É fazer as contas

Consoante o estatuto intelectual do protagonista, o queixume contra o modo como a socialização ocorre na Internet – com o seu intrínseco anonimato e a sua altamente provável violência verbal – tanto pode aparecer como manifestação de crassa ignorância ou como exibição de ridículo preconceito. Desde os anos 80, pelo menos, que se estudam os efeitos psicológicos e psicossociológicos da comunicação por computador e a literatura respectiva tem crescido exponencialmente à medida da aproximação à ubiquidade no acesso aos canais digitais.

Donde, ver em 2013 a desamparada Samsung a desperdiçar um enorme sucesso mediático é um pináculo da estupidez. Aquilo que a marca tinha entre mãos era só o maior sonho de qualquer peça de comunicação nas redes sociais: um escândalo. Os escândalos são raríssimos, especialmente quando envolvem empresas comerciais. E são raríssimos porque não existe nenhuma fórmula para os obter, escapando a todos os cálculos dos profissionais publicitários. Neste caso, ainda por cima, o escândalo em causa em nada prejudicava os produtos ou serviços da marca, era completamente lateral à sua actividade comercial. Perfeição absoluta.

Calhando a Samsung ter tido um decisor culto em marketing digital, jamais teria retirado o vídeo da Pépa Xavier, muito menos teria pedido desculpas. Precisamente ao contrário, trataria era de telefonar logo para a sua instantânea vedeta e marcariam nova filmagem. Em poucas horas, a Pépa voltaria à carga, agora com o país mediático aos seus pés. Diria que tinha ficado sensibilizada com a reacção de tanta e tão boa gente, pelo que ia aceitar a oferta da Samsung para se leiloar uma mala Chanel, a tal. E para onde é que iria o dinheirinho recolhido? Para um grupo acabado de formar que jurava lutar para tornar inconstitucional o abate do cão Zico.

Resultado? Durante algumas semanas, ou meses, a Samsung ganharia em notoriedade à Coca-cola e ao Cristiano Ronaldo. Juntos.

9 thoughts on “É fazer as contas”

  1. valia mais a mais valia do escândalo e ficavam ambas a ganhar, de facto.

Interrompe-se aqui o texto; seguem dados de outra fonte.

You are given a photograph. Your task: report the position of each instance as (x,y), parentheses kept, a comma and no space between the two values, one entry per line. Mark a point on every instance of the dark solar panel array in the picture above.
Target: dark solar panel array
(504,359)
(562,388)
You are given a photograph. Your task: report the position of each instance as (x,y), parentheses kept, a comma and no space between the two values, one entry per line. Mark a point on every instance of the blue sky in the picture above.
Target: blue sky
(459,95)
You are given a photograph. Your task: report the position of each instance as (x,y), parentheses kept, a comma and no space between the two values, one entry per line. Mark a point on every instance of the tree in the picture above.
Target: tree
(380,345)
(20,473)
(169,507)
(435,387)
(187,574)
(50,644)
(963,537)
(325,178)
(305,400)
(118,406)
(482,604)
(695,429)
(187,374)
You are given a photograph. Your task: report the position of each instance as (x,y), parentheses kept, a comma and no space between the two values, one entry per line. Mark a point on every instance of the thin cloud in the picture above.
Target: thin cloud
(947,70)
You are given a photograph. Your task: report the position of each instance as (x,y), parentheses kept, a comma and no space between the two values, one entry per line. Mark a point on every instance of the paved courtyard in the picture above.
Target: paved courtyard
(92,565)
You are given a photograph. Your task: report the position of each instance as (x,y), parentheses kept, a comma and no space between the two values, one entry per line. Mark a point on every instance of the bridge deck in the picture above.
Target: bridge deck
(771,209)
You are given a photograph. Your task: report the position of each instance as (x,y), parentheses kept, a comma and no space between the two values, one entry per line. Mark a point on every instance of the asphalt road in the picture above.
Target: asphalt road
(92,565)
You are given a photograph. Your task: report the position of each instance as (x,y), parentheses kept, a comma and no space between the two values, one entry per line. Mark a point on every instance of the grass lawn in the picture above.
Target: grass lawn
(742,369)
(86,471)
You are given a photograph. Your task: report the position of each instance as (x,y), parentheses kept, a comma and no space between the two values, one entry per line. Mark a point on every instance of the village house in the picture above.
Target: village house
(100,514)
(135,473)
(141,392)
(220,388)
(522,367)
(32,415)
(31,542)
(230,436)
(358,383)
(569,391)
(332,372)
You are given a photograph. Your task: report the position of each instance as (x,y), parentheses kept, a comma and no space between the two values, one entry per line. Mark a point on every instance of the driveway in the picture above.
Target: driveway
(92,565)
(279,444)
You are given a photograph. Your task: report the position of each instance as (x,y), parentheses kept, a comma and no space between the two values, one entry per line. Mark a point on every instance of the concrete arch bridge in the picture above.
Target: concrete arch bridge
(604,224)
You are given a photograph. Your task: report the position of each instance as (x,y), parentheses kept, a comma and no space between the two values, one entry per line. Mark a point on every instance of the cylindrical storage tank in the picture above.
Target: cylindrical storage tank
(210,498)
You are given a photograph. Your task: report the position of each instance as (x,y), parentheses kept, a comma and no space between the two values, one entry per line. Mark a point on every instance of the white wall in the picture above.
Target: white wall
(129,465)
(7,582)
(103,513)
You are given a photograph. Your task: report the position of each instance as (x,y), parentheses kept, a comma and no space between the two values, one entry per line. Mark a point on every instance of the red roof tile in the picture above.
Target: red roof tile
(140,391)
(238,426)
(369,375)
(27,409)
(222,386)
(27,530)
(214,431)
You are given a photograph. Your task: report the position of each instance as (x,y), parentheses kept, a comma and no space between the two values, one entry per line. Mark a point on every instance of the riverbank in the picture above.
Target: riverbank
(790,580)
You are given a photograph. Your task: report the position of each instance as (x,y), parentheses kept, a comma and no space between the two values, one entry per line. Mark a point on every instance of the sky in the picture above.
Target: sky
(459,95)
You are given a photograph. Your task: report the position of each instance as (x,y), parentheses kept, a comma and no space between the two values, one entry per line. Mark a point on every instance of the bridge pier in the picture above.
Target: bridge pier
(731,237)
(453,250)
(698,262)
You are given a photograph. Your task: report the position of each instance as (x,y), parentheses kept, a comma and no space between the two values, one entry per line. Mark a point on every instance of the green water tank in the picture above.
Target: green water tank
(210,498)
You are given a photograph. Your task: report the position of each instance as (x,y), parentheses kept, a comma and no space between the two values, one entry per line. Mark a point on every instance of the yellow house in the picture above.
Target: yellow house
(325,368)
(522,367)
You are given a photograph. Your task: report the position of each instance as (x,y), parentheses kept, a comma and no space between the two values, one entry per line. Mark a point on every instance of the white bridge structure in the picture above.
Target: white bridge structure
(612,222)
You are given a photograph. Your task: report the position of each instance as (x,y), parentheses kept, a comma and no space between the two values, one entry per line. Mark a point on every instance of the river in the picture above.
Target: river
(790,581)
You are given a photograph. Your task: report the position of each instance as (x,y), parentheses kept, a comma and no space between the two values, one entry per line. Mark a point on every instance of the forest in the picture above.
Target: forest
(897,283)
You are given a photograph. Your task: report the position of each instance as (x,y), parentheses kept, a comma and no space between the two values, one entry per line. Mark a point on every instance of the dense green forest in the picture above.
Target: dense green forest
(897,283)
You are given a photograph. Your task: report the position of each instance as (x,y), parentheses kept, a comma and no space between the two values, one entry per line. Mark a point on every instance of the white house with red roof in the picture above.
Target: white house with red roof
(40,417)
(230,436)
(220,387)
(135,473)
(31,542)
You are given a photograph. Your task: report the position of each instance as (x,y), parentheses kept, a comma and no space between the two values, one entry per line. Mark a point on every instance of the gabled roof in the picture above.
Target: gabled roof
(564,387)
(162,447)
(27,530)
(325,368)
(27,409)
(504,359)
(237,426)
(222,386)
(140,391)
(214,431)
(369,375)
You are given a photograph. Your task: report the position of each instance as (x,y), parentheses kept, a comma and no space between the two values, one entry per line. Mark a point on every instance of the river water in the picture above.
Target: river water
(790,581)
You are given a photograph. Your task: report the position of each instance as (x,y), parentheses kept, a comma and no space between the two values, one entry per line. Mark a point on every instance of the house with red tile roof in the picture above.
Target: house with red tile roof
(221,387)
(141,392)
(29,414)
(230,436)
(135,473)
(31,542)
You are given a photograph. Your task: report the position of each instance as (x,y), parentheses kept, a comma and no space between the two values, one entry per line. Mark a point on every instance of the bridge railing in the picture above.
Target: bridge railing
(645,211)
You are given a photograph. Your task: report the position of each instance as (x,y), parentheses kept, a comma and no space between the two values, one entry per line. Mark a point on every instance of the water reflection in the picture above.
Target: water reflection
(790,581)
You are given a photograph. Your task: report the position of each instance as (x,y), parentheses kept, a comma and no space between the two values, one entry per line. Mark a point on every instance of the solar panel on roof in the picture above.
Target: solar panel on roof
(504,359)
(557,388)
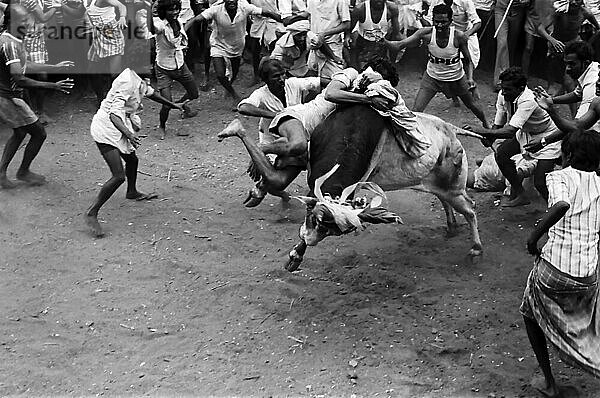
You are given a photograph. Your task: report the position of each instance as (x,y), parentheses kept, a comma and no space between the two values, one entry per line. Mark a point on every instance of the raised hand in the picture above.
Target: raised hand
(64,86)
(543,99)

    e agora, vantagens de parte, não percebo nem nunca percebi a coisa de o povo se passar com desejos que não sejam, do ponto de vista material, rotos e esfarrapados. não sei onde está o problema de uma oca ter desejos ocos perante um país, ao indignar-se com a falta de comunismo, oco. isto de o português só ficar bem quando relativiza o seu mal e pensa no mal bem pior dos outros é fodido. de fugir a sete pés.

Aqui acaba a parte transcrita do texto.